13 abril 2022

O Papa: "A guerra é um sacrilégio, deixemos de alimentá-la"

 
  Capa do livro do Papa Francisco "Contra a guerra" (REUTERS)  
 
"Contra a guerra. A coragem de construir a paz" é o livro do Papa Francisco que sairá nas bancas de jornal da próxima quinta-feira, junto com o Corriere della Sera. O livro apresenta o diálogo como arte política, a construção artesanal da paz e o desarmamento como uma escolha estratégica. Segue a introdução do livro do Papa. 
 

FRANCISCO

Há um ano, na minha peregrinação ao Iraque martirizado, pude experimentar o desastre causado pela guerra, violência fratricida e terrorismo. Vi os escombros das casas e as feridas dos corações, mas também sementes de esperança de renascimento. Nunca teria imaginado ver um ano depois um conflito irromper na Europa. Desde o início do meu serviço como bispo de Roma, falei sobre a Terceira Guerra Mundial, dizendo que já a estamos mesmo a vive-la muito embora em pedaços. Estes pedaços tornaram-se cada vez maiores, soldando-se entre si. Tantas guerras estão a acontecer no mundo neste momento, causando imensa dor, vítimas inocentes, principalmente crianças. Guerras que provocam a fuga de milhões de pessoas, obrigadas a deixar as suas terras, as suas casas, as suas cidades destruídas, para salvar as suas vidas.

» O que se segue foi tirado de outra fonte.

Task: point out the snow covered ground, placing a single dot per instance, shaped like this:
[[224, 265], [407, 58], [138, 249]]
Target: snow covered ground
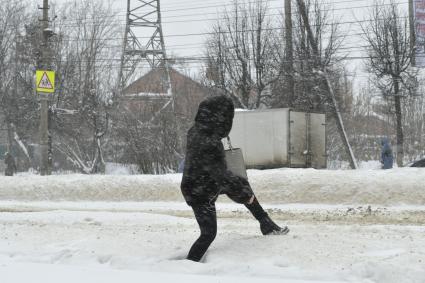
[[346, 226]]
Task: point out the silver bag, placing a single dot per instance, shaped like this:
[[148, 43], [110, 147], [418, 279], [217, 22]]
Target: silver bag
[[235, 161]]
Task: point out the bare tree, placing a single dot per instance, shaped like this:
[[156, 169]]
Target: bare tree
[[321, 67], [389, 59], [84, 64], [17, 102], [244, 54]]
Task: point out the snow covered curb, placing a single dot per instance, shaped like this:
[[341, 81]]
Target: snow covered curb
[[310, 213], [281, 186]]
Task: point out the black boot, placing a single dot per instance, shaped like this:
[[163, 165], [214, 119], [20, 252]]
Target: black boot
[[268, 227]]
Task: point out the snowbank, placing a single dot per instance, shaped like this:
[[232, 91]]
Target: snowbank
[[403, 186], [70, 247]]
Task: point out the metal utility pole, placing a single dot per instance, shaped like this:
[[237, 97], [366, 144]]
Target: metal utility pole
[[143, 42], [339, 121], [289, 52], [44, 97], [412, 33]]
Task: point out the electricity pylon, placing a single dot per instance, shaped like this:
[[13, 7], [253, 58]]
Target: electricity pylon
[[143, 45]]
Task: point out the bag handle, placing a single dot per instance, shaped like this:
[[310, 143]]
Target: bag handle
[[229, 143]]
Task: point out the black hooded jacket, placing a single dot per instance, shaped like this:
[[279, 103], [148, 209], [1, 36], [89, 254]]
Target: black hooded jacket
[[205, 173]]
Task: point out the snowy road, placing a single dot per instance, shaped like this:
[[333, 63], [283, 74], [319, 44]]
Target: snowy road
[[346, 226], [98, 246]]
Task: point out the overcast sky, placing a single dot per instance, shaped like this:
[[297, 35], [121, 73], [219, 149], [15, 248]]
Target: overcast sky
[[184, 21]]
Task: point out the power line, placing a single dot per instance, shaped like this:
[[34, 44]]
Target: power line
[[215, 13]]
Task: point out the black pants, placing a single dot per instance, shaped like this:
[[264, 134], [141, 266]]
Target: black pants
[[206, 217]]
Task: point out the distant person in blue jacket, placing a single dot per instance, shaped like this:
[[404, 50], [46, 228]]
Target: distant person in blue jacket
[[387, 158]]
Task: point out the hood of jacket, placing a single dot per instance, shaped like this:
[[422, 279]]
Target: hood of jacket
[[385, 142], [215, 116]]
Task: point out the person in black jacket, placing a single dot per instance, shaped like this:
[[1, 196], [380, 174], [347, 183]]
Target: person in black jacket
[[10, 164], [205, 174]]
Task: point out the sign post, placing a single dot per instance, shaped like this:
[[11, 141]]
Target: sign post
[[45, 86]]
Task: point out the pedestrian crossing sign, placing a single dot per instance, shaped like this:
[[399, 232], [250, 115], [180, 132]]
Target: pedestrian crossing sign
[[45, 81]]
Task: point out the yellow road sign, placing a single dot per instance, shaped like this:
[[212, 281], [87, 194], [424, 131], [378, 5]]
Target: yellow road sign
[[45, 81]]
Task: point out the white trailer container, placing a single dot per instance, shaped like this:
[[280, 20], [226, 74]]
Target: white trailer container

Essas são as muitas guerras esquecidas, que de vez em quando reaparecem diante dos nossos olhos desatentos

Estas guerras pareciam-nos "distantes". Até que, agora, quase de imprevisto, a guerra eclodiu perto de nós. A Ucrânia foi agredida e invadida. Infelizmente, muitos civis inocentes, mulheres, crianças e idosos foram obrigados a viver em abrigos cavados no ventre da terra para fugir das bombas, com famílias que se dividem porque os maridos, pais e avós ficam para lutar, enquanto esposas, mães e avós procuram refúgio após longas viagens de esperança e cruzam a fronteira procurando acolhimento noutros países que os recebem com grandeza de coração.

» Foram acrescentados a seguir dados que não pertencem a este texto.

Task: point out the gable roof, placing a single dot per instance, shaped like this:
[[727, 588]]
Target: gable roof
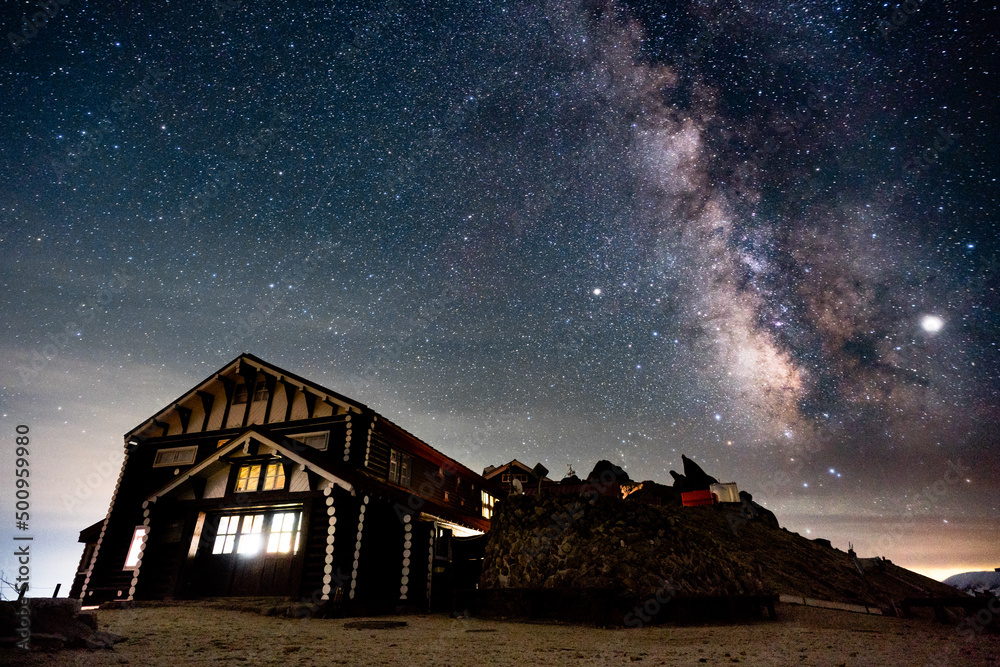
[[506, 466], [241, 441], [258, 364]]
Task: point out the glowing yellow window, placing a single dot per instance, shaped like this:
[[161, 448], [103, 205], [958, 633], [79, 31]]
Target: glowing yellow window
[[251, 539], [284, 537], [225, 537], [274, 478], [248, 478]]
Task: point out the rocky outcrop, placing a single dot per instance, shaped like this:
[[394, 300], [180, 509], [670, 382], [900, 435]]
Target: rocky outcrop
[[693, 479], [595, 542]]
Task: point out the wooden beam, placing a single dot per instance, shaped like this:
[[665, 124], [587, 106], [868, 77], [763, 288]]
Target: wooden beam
[[270, 382], [184, 414], [249, 374], [207, 400], [198, 486], [229, 386], [290, 390]]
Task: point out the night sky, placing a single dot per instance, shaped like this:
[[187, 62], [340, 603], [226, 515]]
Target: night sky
[[760, 234]]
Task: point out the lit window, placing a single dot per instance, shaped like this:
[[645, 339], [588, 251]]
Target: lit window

Diante das imagens angustiantes que vemos todos os dias, diante do choro de crianças e mulheres, só podemos gritar: “Parem!”. A guerra não é a solução, a guerra é uma loucura, a guerra é um monstro, a guerra é um cancro que se autoalimenta engolindo tudo! Além disto, a guerra é um sacrilégio, que destrói o que há de mais precioso na nossa terra, a vida humana, a inocência dos pequenos, a beleza da criação.

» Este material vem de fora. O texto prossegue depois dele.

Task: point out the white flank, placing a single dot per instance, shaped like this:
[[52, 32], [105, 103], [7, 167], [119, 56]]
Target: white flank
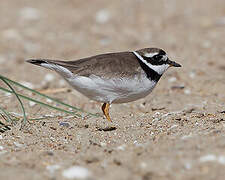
[[160, 69], [116, 90]]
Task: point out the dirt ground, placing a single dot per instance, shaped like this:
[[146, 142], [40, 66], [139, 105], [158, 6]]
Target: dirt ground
[[177, 132]]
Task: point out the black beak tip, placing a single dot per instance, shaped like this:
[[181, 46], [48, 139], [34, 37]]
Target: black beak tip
[[173, 63], [35, 61], [177, 65]]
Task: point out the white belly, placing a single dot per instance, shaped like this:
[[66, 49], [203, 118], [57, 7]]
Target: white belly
[[112, 90]]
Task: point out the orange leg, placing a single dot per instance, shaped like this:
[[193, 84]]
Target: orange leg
[[105, 109]]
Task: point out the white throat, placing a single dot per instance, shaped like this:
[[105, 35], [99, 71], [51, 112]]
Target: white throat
[[160, 69]]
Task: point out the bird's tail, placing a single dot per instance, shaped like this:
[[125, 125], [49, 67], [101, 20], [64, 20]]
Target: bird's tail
[[53, 65]]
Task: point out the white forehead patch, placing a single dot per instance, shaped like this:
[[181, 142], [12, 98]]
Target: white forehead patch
[[165, 57], [150, 54], [160, 69]]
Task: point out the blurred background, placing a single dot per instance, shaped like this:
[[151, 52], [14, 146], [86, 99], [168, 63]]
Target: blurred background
[[191, 32]]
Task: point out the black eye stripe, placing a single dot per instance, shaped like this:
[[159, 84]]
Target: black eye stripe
[[155, 60]]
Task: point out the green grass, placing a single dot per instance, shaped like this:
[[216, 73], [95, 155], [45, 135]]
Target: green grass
[[9, 118]]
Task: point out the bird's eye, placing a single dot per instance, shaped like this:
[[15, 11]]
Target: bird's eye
[[157, 57]]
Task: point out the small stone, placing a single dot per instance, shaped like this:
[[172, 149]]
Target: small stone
[[52, 168], [27, 84], [31, 103], [76, 172], [207, 158], [187, 91], [221, 160], [49, 77], [11, 34], [122, 147], [172, 79], [30, 14], [102, 16], [192, 74], [64, 124], [18, 144]]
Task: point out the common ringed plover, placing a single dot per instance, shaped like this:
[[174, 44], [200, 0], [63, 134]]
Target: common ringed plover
[[119, 77]]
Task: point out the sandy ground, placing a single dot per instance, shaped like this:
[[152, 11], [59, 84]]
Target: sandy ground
[[177, 132]]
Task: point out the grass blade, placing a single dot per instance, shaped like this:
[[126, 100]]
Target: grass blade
[[45, 96], [21, 104], [39, 102]]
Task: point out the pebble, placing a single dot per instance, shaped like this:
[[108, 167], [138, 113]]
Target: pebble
[[31, 103], [30, 14], [52, 168], [18, 144], [207, 158], [221, 21], [172, 79], [27, 84], [212, 157], [122, 147], [76, 172], [192, 75], [102, 16], [11, 34], [49, 77], [186, 137], [187, 91], [64, 124], [2, 59]]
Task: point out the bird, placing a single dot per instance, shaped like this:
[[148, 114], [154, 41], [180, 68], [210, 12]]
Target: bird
[[111, 78]]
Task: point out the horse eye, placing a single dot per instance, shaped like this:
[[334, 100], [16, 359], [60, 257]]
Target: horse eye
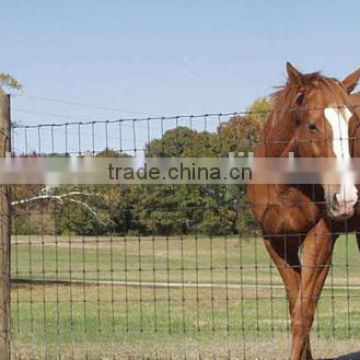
[[313, 127]]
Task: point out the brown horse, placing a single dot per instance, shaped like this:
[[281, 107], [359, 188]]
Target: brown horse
[[310, 117]]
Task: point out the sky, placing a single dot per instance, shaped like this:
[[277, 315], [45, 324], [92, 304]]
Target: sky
[[117, 58]]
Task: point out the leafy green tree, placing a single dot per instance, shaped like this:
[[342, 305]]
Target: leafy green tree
[[7, 80]]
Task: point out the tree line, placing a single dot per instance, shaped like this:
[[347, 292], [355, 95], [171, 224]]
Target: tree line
[[150, 209]]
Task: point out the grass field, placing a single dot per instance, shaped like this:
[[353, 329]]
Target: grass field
[[238, 311]]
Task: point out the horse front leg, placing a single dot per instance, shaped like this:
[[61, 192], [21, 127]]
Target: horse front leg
[[317, 251], [284, 251]]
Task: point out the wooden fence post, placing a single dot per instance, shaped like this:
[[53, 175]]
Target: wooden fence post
[[5, 233]]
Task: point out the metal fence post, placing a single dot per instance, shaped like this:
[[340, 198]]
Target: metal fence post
[[5, 233]]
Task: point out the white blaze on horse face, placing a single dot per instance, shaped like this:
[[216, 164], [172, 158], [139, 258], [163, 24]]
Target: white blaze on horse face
[[339, 122]]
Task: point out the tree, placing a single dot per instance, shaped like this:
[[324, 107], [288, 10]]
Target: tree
[[241, 132], [8, 81]]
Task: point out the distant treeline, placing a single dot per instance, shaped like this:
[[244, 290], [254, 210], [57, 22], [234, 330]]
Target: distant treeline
[[151, 209]]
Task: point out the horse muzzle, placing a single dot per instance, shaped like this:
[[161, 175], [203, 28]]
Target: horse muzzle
[[343, 203]]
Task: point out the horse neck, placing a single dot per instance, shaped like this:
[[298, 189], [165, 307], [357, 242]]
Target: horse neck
[[276, 136]]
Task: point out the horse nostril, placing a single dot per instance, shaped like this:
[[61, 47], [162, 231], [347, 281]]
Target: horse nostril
[[335, 201]]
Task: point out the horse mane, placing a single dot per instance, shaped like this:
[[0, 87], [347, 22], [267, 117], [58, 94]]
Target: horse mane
[[280, 125], [333, 93]]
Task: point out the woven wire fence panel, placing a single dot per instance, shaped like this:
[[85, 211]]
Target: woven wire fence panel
[[157, 272]]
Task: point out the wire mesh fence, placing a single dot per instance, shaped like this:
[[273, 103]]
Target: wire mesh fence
[[157, 272]]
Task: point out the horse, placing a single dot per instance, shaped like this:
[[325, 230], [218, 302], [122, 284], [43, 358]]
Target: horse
[[310, 112]]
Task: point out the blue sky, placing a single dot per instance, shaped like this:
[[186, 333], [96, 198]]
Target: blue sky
[[167, 57]]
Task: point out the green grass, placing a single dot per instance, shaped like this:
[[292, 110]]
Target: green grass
[[144, 322]]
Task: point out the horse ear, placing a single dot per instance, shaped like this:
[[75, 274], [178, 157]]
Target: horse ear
[[351, 81], [293, 74]]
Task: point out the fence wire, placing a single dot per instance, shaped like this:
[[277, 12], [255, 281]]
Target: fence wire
[[161, 272]]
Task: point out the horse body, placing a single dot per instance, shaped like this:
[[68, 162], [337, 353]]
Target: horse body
[[310, 216]]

Sim, a guerra é um sacrilégio! Não posso deixar de recordar a súplica com que, em 1962, S. João XXIII pediu aos poderosos do seu tempo para deterem a escalada bélica que poderia levar o mundo ao abismo do conflito nuclear. Não posso esquecer a força com que S. Paulo VI, ao falar em 1965 na Assembleia Geral das Nações Unidas, disse: «Nunca mais a guerra, nunca mais guerra!». Ou, ainda, os muitos apelos pela paz de S. João Paulo II, que em 1991 definiu a guerra como "uma aventura sem volta".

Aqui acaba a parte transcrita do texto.